IOC President Jacques Rogge explains: “The world around us has a strong desire for peace.
Sport can contribute to this aspiration. Acting alone, it cannot enforce nor maintain peace, but I have no doubt that it can play its role as part of a collaborative
effort with organisations and agencies specialised in this field.”
The International Forum on Sport for Peace and the Olympic Truce is jointly organised by the Greek Government, the International Olympic Truce Centre,
the International Olympic Academy and the Greek National Olympic Committee.
How to Inspire Peace through the Olympic Truce -
The IOC revived the ancient concept of the Olympic Truce in 1992 and in the lead-up to the 1994 Olympic Winter Games in Lillehammer, the United Nations General Assembly
unanimously adopted a Resolution entitled “Building a peaceful and better world through sport and the Olympic ideal”.
Since then, prior to each edition of the Olympic Games the United Nations passes the symbolic Olympic Truce resolution inviting its Member States to observe the
Olympic Truce individually or collectively, and to seek, in conformity with the goals and principles of the UN Charter, the settling of all international conflicts
through peaceful and diplomatic means.
In calling on all nations to respect and observe the Olympic Truce during the celebration of the XX Olympic Winter Games in Torino (February 2006),
United Nations Secretary General Kofi Annan cited the fundamental values and ideals shared by both the Olympic Movement and the United Nations
- tolerance and understanding, equal opportunity and fair play, and most of all, peace.
"In a world growing ever closer and more interconnected, and yet still riven by brutal conflict, dire poverty and cruel injustice, it is more important than ever
that we all join forces to give life to those ideals."
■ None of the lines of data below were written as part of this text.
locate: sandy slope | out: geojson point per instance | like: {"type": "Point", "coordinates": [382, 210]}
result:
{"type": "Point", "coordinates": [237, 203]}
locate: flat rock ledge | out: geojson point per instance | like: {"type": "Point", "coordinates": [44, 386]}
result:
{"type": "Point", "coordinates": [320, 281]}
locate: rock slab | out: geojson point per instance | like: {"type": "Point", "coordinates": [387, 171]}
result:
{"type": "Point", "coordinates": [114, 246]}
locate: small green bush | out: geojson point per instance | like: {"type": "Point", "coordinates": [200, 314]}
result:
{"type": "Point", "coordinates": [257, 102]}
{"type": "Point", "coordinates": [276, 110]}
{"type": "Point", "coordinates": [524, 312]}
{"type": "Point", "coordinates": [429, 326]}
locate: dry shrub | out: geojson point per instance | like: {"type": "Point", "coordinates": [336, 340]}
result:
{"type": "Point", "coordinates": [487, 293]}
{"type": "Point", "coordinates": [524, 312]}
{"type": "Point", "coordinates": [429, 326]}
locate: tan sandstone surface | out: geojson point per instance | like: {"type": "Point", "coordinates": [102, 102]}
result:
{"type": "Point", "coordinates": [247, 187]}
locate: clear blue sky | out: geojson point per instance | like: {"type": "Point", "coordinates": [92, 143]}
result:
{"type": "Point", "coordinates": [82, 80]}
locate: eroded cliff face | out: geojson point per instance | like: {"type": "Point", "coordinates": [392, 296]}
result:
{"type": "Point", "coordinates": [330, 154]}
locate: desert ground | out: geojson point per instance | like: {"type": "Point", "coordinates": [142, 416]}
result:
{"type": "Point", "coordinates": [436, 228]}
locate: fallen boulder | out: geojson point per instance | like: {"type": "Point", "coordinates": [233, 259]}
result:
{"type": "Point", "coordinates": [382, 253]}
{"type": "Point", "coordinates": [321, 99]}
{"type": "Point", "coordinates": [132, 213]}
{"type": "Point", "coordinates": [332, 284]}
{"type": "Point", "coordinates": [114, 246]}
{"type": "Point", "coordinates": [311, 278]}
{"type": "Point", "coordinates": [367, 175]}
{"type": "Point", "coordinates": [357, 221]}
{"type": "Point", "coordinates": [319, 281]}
"One way we can do that is to observe the Olympic Truce - the call for warring parties to lay down their arms while athletes from the community of nations meet
under the noble flame of the Olympic torch"
"While limited in duration and scope, the Olympic Truce can offer a neutral point of consensus, a window of time to open a dialogue,
a pause to provide relief to a suffering population."
"Over the years, a great deal of support has been voiced worldwide for the concept of the Truce. The challenge before us is to ensure that it has as many practitioners as it has supporters on paper."